Ardozyga telopis

Scientific classification
- Kingdom: Animalia
- Phylum: Arthropoda
- Clade: Pancrustacea
- Class: Insecta
- Order: Lepidoptera
- Family: Gelechiidae
- Genus: Ardozyga
- Species: A. telopis
- Binomial name: Ardozyga telopis (Meyrick, 1904)
- Synonyms: Protolechia telopis Meyrick, 1904;

= Ardozyga telopis =

- Genus: Ardozyga
- Species: telopis
- Authority: (Meyrick, 1904)
- Synonyms: Protolechia telopis Meyrick, 1904

Species of moth

Ardozyga telopis is a species of moth in the family Gelechiidae. It was described by Edward Meyrick in 1904. It is found in Australia, where it has been recorded from New South Wales.

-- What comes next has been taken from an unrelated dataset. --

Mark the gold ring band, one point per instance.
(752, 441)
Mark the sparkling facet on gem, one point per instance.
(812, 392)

The wingspan is about 13 mm. The forewings are dark brown, on the termen purplish-tinged. There is a large ochreous-white patch extending along the costa from the base (except a dark fuscous basal dot) to two-fifths, reaching about three-fourths across the wing and at the base to the dorsum, the lower edge sinuate, indented posteriorly, the posterior edge outwardly oblique from the costa, somewhat curved. There is an ochreous-whitish triangular dot on the middle of the costa and a moderate ochreous-white fascia from three-fourths of the costa towards the tornus, but not quite reaching it, narrowed downwards. The hindwings are tawny, posteriorly infuscated.